Background: Deep learning has demonstrated significant potential for automated brain metastases (BM) segmentation; however, models trained at a singular institution often exhibit suboptimal performance at various sites due to disparities in scanner hardware, imaging protocols, and patient demographics. The goal of this work is to create a domain adaptation framework that will allow for BM segmentation to be used across multiple institutions. Methods: We propose a VAE-MMD preprocessing pipeline that combines variational autoencoders (VAE) with maximum mean discrepancy (MMD) loss, incorporating skip connections and self-attention mechanisms alongside nnU-Net segmentation. The method was tested on 740 patients from four public databases: Stanford, UCSF, UCLM, and PKG, evaluated by domain classifier's accuracy, sensitivity, precision, F1/F2 scores, surface Dice (sDice), and 95th percentile Hausdorff distance (HD95). Results: VAE-MMD reduced domain classifier accuracy from 0.91 to 0.50, indicating successful feature alignment across institutions.

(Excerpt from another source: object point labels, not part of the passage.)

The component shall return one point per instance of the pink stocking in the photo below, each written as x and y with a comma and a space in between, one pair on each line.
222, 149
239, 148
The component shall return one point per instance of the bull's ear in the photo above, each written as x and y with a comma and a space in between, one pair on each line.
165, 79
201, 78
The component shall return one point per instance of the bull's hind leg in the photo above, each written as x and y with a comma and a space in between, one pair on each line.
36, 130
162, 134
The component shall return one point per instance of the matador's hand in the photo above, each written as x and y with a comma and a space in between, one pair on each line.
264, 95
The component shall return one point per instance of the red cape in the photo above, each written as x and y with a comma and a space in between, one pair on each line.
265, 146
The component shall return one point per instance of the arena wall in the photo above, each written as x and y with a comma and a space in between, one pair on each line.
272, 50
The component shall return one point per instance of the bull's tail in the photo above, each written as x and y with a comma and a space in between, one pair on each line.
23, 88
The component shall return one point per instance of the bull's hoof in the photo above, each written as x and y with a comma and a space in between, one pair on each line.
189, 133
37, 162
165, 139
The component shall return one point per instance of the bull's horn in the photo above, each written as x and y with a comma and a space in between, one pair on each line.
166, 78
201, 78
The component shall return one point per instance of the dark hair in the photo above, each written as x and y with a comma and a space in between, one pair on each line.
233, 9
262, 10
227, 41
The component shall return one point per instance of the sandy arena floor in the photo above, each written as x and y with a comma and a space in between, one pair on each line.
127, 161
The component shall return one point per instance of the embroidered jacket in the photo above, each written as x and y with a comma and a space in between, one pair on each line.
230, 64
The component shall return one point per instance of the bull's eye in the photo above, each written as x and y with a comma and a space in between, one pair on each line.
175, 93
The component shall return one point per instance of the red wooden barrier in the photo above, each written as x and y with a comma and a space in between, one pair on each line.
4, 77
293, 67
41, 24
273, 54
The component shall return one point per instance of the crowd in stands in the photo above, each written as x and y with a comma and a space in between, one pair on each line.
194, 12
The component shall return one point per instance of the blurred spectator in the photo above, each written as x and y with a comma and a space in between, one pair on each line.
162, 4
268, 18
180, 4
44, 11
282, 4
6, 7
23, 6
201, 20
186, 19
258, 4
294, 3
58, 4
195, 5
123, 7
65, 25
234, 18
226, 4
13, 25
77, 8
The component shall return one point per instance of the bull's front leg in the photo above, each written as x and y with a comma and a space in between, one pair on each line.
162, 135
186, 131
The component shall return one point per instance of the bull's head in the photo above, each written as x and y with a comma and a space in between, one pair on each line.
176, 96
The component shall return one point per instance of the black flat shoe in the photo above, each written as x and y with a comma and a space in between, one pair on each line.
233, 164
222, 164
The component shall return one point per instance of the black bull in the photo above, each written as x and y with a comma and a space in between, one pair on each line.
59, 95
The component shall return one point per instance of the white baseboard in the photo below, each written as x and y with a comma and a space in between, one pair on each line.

Reconstructed volumes attained a PSNR greater than 36 dB, maintaining anatomical accuracy. The combined method raised the mean F1 by 11.1% (0.700 to 0.778), the mean sDice by 7.93% (0.7121 to 0.7686), and reduced the mean HD95 by 65.5% (11.33 to 3.91 mm) across all four centers compared to the baseline nnU-Net. Conclusions: VAE-MMD effectively diminishes cross-institutional data heterogeneity and enhances BM segmentation generalization across volumetric, detection, and boundary-level metrics without necessitating target-domain labels, thereby overcoming a significant obstacle to the clinical implementation of AI-assisted segmentation.

Figures (5)

• Figure 1: Representative axial T1-weighted post-contrast MRI slices from four institutions demonstrating heterogeneity in lesion characteristics. Green contours indicate expert-delineated metastases. (a) Stanford: multiple small scattered metastases characteristic of miliary disease pattern. (b) UCSF: mixed lesion sizes with prominent vascular enhancement. (c) UCLM: solitary well-circumscribed metastasis. (d) PKG: large solitary tumor from a patient with primary lung cancer. These differences in lesion burden and tumor morphology contribute to the domain gap that challenges cross-institutional model generalization.
• Figure 2: VAE-MMD architecture and preprocessing pipeline. (a) The encoder progressively downsamples input volumes through four convolutional blocks (1$\rightarrow$32$\rightarrow$64$\rightarrow$128$\rightarrow$256 channels) with residual connections and self-attention modules. The latent space (512 dimensions) is regularized by KL divergence and aligned across domains via MMD loss. The decoder reconstructs images using transposed convolutions with skip connections from corresponding encoder blocks. (b) VAE-MMD reconstruction for a Stanford case (stanford_Mets_010): original images (top row) are passed through the VAE encoder-decoder to produce reconstructed volumes (middle row) in which institution-specific intensity distributions and scanner-related stylistic variations are normalized while lesion contrast and anatomical structures are preserved (PSNR = 38.55 dB, MSE = 0.000140). The near-black difference maps (bottom row, scale 0--0.5) confirm minimal information loss. These domain-harmonized reconstructions serve directly as nnU-Net inputs, reducing cross-institutional domain shift without requiring any target-domain labels.
• Figure 3: Domain adaptation evaluation. (a) t-SNE visualization: two-center (top) and four-center (bottom) configurations before and after VAE-MMD, showing progressive inter-institutional mixing. (b) Confusion matrices before and after VAE-MMD: accuracy declines from 91.0% to 50.0%, confirming elimination of institution-specific feature signatures.
• Figure 4: Comparison of the performance of four-center segmentation prior to and following VAE-MMD preprocessing. The blue bars show performance after VAE-MMD, while the orange bars show baseline performance. VAE-MMD consistently raised sensitivity, F1, and surface Dice (sDice) scores at most institutions. Stanford, UCSF, and UCLM saw the biggest drops in HD95, which means that domain adaptation made it easier to draw boundaries.
• Figure 5: Qualitative comparison of segmentation results before (left, Baseline) and after (right, VAE-MMD) domain adaptation across four datasets (Stanford, UCSF, UCLM, PKG from top to bottom). Green contours indicate ground truth annotations; red contours indicate model predictions. Please zoom in the digital manuscript for better visualization.